Michael Garz (BA ‘72), AIA, NCARB, is design manager for the WTC Transportation Hub and senior vice president of the architecture, engineering and construction management firm STV. As the regional director of STV’s Buildings & Facilities Division, he oversees the engineering and architectural design practice in New York, New England and Baltimore. His background encompasses management of design, engineering, architecture, and construction of commercial, education, government, industrial, military, transportation, and recreational facilities. Mr. Garz has delivered projects under both traditional design-bid-build and design-build approaches. He has more than 35 years of experience and has been with the firm since 1996. A registered architect in 13 states, Ontario and Alberta, Canada, Mr. Garz is a member of the American Institute of Architects, Pennsylvania Society of Architects and the Carpenters’ Company of the City and County of Philadelphia, the oldest existing craft guild in North America. He received his Bachelor of Arts in Environmental Design from the University at Buffalo and his Master of Architecture from the University of Pennsylvania.
The School of Architecture and Planning and its partners in Buffalo, Niagara Falls and across the region have had a fruitful partnership these past 50 years. Indeed, engagement in the region – its communities, industry and practice environment – has been a cornerstone of the school’s pedagogy since its inception.
Experience this work through seven stories in the distinctive PechaKucha format. The short-format presentation, featuring 20 images, 20 seconds each, is designed to foster creative dialogue. Buffalo’s PechaKucha representatives, Nick Bruscia, clinical assistant professor of architecture, and PechaKucha Buffalo co-director Joanna Gillespie will emcee the event.
Seneca-Salamanca Leasehold Study – Bradshaw Hovey. One of the very first projects undertaken by the School of Architecture and Environmental Design through the Buffalo Organization for Social and Technological Innovation (BOSTI).
The Entertainment District Project – Frank Palen. An urban design studio, instigated by Dean Emeritus Harold L. Cohen, which changed the fate of downtown Buffalo, by a former project staffer.
Universal Design – Edward Steinfeld. Over three decades, the IDeA Center has led the way in understanding how the built environment affects access and designing ways to make it easier for people of all abilities.
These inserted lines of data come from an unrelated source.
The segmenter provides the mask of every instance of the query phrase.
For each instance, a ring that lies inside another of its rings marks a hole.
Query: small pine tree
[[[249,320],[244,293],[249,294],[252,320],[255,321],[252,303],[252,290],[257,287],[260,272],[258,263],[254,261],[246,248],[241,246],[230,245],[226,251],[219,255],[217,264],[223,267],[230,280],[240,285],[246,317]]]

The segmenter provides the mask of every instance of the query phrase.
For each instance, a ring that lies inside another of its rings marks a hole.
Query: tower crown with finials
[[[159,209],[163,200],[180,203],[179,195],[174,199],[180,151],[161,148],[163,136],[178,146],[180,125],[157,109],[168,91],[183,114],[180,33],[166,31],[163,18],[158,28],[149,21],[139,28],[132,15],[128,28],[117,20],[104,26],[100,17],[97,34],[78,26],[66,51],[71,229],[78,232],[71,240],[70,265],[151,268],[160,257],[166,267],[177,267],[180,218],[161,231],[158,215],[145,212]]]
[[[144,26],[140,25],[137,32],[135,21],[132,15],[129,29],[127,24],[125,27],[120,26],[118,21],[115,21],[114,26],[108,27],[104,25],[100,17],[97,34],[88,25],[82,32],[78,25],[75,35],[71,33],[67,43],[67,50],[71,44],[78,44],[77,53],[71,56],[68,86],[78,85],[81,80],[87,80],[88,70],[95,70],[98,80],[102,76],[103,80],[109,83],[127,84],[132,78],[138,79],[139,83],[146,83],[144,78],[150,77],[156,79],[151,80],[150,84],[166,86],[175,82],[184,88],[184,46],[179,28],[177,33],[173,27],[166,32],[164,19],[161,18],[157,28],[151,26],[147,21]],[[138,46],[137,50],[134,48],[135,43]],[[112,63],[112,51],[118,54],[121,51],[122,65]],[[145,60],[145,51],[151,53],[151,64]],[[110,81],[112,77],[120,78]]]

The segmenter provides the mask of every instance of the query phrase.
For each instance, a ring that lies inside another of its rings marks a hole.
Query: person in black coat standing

Architecture in Education – Beth Tauke and friends. Faculty and students from the Department of Architecture have been working with area practitioners in Buffalo Public School for years to introduce to students the idea of architecture, concepts in the practice, and career possibilities.
Small Built Works – Cody Wilson. Over the past twenty years Brad Wales’ “Small Built Works Project” has produced a series of structures to add beauty, utility, and sustainability to landscape in Buffalo.
Housing Buffalo’s New Americans – Erkin Özay. A recent studio explored the potential for temporary and long-term housing for newly arrived refugees and immigrants in Buffalo.
Buffalo Niagara by Design – Robert Shibley. Across an arc of a quarter century, the Urban Design Project and the UB Regional Institute have been key players in the evolution of a broad regional planning framework.
An intimate conversation among alumni, faculty, students and partners on what needs to be done over the next 50 years, and how we can work together to set a direction and agenda.